Eerste naam: Neb-cheperoe-Ra
Deze kartoesj wordt van beneden naar boven gelezen:
- Onderaan staat een mand. Dit staat voor ‘neb’, wat hier ‘heer’ betekent.
- Daarboven drie verticale streepjes. Die geven aan dat het volgende woord meervoud is.
- Daarboven een mestkever (scarabee), het teken cheper, wat staat voor ‘schepping’.
- Bovenaan een zonneschijf, het symbool voor de zonnegod Ra.
Samen vormt dit: Neb-cheperoe-Ra, wat betekent: Heer van de verschijningen van Ra. Dit is de troonnaam van Toetanchamon – een van zijn officiële koninklijke titels.
Tweede naam: Toet-anch-Amon
Deze kartoesj is wat complexer en wordt van boven naar beneden gelezen, van links naar rechts:
- Linksboven staat een rietpluim – dat is de klank ‘i’.

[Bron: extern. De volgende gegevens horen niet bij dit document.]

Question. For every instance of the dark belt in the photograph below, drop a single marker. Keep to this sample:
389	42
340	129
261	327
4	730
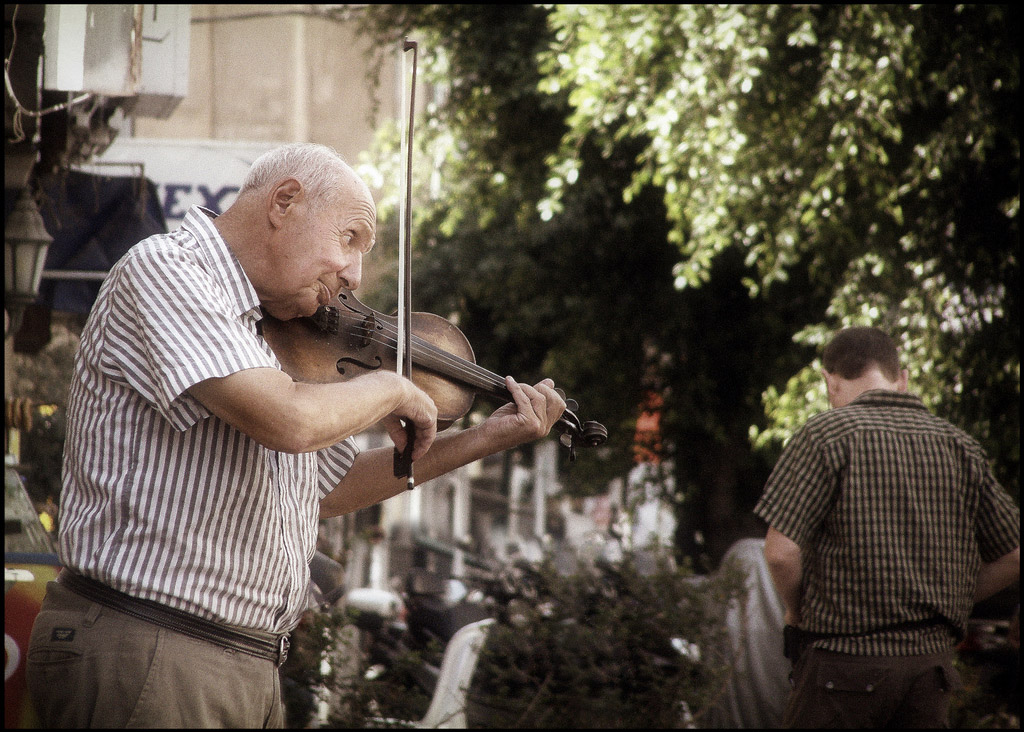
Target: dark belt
796	640
262	645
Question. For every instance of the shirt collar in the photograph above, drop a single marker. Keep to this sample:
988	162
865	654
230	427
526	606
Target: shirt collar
888	397
199	222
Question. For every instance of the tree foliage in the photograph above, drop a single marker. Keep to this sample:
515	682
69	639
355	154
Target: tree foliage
691	198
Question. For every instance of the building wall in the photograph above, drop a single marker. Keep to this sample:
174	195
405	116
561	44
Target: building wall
268	73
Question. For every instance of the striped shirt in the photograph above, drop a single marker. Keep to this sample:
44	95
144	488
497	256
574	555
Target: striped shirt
161	499
894	510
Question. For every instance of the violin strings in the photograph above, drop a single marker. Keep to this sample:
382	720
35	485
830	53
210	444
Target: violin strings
459	367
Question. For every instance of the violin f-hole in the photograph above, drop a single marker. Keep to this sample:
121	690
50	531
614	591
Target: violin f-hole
374	366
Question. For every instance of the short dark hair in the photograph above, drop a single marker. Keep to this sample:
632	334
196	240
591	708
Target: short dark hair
852	350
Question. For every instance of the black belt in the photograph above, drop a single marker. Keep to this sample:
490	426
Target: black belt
795	639
262	645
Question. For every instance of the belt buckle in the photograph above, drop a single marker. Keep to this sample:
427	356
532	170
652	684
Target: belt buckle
284	644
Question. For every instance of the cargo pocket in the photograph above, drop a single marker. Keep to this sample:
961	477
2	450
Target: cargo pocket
850	679
851	694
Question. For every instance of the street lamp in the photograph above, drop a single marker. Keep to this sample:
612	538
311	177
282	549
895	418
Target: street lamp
25	245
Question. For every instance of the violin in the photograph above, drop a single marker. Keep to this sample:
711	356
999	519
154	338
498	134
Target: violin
345	339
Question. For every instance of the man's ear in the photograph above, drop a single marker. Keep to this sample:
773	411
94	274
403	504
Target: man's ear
902	381
830	384
283	197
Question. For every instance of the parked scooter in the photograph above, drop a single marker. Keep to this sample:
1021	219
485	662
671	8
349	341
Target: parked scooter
404	639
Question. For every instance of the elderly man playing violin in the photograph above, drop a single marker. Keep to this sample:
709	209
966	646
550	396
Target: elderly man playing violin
196	469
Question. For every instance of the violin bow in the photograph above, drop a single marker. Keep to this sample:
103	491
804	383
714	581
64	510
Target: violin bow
403	461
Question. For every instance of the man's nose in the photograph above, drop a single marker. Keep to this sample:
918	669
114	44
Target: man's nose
351	274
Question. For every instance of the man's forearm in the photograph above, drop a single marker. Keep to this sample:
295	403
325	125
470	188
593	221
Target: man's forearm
997	575
785	567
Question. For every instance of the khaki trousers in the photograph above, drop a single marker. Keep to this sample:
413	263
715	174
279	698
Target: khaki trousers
91	666
843	691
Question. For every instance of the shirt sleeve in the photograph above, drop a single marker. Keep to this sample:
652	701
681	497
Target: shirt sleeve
800	490
998	526
334	463
172	326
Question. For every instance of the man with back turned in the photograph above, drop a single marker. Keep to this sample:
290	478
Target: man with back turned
886	526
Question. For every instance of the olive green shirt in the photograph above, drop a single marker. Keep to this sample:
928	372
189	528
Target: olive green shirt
894	511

- Daarnaast een rechthoekig speelbord, dat staat voor de klank ‘men’.
- Daaronder een waterlijn (golfjes), dat staat voor de letter ‘n’.
Samen vormen deze drie tekens de naam van de god Amon.
Daaronder:
- Een brood, voor de letter ‘t’.
- Een kwartel kuiken, die staat voor de letter ‘W’, die klinkt als ‘oe’.

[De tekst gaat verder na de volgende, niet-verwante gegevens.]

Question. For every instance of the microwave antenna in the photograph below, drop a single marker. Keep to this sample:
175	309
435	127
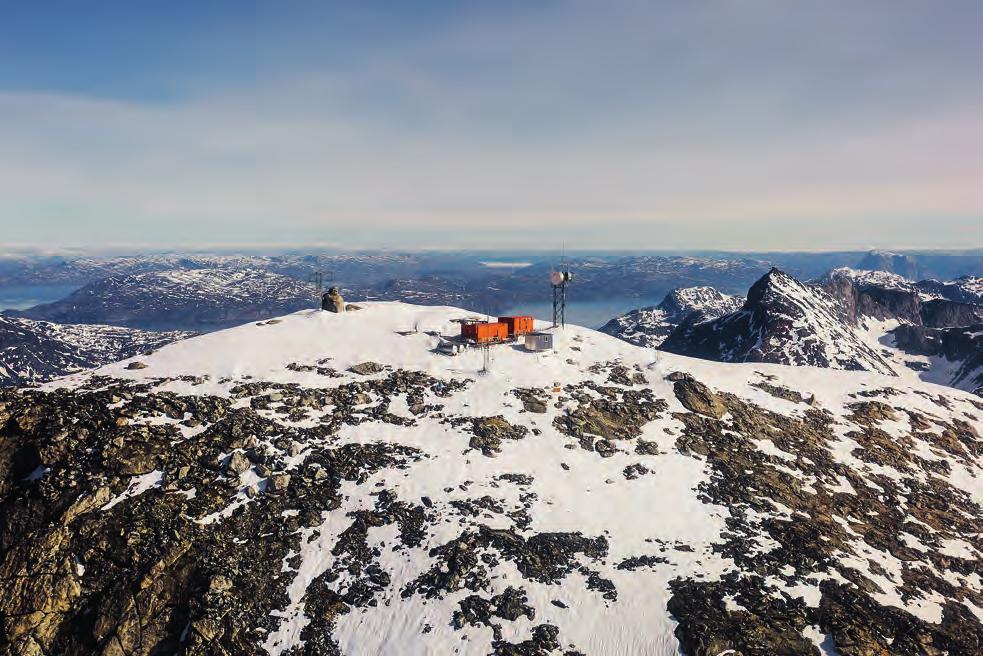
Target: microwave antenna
559	281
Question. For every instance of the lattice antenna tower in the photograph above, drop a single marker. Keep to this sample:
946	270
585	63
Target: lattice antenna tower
318	277
559	279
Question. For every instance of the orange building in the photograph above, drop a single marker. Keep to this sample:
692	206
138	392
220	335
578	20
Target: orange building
485	332
519	325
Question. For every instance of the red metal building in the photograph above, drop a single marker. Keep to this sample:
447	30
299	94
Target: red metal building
485	332
519	325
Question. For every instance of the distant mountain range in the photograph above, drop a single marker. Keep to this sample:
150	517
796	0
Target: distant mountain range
649	326
179	299
846	319
37	351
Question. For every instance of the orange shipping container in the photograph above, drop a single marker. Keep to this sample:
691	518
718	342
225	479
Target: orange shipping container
485	332
519	325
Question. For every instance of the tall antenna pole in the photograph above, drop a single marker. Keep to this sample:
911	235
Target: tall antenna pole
318	278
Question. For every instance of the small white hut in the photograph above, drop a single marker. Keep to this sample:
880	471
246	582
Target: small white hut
539	341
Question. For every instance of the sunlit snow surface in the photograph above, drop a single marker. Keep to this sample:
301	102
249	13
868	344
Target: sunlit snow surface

- Een kruis met lus erboven – het ankh-symbool voor ‘leven’.
- Een kromstaf – symbool voor macht.
- Een pilaar met twee toppen – dit staat voor Ioeno, het oude Heliopolis.
- Een papyrusplant – dit staat voor het zuiden.
Samen vormt dit: Toet-anch-Amon, wat betekent: Levend beeld van Amon. De verwijzing naar het zuiden en Heliopolis benadrukt zijn macht in zowel Opper- als Neder-Egypte.
Erg boeiend allemaal! Onlangs heb ik bij Bibliotheekservice Passend Lezen een reliëfoverzicht besteld met tekens uit het hiërogliefenschrift. Ik ga die thuis nog eens rustig bekijken. Het valt me nu vooral op dat ze zo groot zijn. Sommige zijn tien centimeter of groter.
Het Hiëratisch
Hiërogliefen werden meestal gekerfd in steen – prachtig en tijdrovend. Voor dagelijks gebruik hadden de Egyptenaren daarom een geschreven vorm: het hiëratisch. Dit schrift is afgeleid van het hiërogliefenschrift, maar is veel vloeiender en eenvoudiger. Het werd vooral gebruikt voor administratieve en religieuze teksten op papyrus.
De gids deelt replica’s uit van papyrusrollen. Het is een houten stok met een lang stuk papyrus eromheen gewikkeld. Ze moesten hem uitrollen om de tekst te lezen. Papyrus voelt ruw aan en werd gemaakt van de papyrusplant.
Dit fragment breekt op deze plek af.